If you need immediate medical attention, go to A&E. If you're 'walking wounded' and discover an injury a day or so later, visit your GP. Either way, you then have evidence that you were hurt in the incident – and of when it happened. Don't just swallow painkillers and soldier on. Get checked out.

8. Contact a solicitor

Irrespective of whether there may be a criminal case, a solicitor can pursue a civil claim for damages to you or your property on your behalf. It's worth engaging one who specialises in cycling accidents; search online for 'solicitor cycling accidents'. Members of cycling organisations such as British Cycling, CTC, and London Cycling Campaign get access to cycling solicitors as a membership perk.  

9. Deal only with your own insurer

Cyclists don't have to have vehicle insurance like motorists, but you can get accident cover and third-party liability cover through: one of the cycling organisations above; some household insurance policies; and cycle insurance policies such as Cycleguard. Pass on any correspondence from a third party to your own insurer.

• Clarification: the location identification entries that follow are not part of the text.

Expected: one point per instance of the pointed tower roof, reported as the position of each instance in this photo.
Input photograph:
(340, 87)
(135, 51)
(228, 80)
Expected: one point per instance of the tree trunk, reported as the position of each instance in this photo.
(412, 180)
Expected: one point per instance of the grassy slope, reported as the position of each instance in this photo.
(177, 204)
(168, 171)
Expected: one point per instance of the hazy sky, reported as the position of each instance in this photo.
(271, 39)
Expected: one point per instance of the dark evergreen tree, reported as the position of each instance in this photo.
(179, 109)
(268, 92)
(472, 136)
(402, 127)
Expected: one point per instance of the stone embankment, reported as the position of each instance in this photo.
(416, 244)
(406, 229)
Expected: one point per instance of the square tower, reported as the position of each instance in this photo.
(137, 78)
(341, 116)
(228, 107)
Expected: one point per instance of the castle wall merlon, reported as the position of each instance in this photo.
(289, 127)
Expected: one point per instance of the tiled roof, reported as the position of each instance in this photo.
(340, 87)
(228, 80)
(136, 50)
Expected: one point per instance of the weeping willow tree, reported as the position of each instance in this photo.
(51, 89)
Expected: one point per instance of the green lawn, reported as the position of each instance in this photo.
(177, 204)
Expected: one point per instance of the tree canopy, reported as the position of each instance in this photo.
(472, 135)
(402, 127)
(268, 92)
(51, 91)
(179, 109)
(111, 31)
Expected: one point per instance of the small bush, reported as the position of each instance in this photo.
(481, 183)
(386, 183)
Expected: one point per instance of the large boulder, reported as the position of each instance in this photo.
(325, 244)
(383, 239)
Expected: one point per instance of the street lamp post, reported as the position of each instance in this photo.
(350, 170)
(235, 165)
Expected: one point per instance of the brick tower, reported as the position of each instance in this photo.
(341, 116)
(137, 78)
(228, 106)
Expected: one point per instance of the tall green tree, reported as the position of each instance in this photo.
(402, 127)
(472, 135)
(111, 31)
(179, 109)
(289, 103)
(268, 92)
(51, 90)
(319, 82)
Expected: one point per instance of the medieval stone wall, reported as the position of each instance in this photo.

Don't deal directly with anyone else's insurer, especially if they make an immediate offer.

10. Keep damaged goods – and receipts

If your bike or its accessories are damaged, don't fix or replace them immediately. Take the bike to your local shop and get a quote for repairs, in writing. If the bike is a write-off, get a quote for a like-for-like replacement. If you incur costs because of the accident – for example, public transport costs because you are unable to cycle – keep all your receipts.

The burden of collecting evidence for a civil claim falls upon you – at a time when you might be least able to do that, due to injury. So it's hard to overstate the value of having someone else ready to fight your corner for you. Join a cycling organisation. Get insured.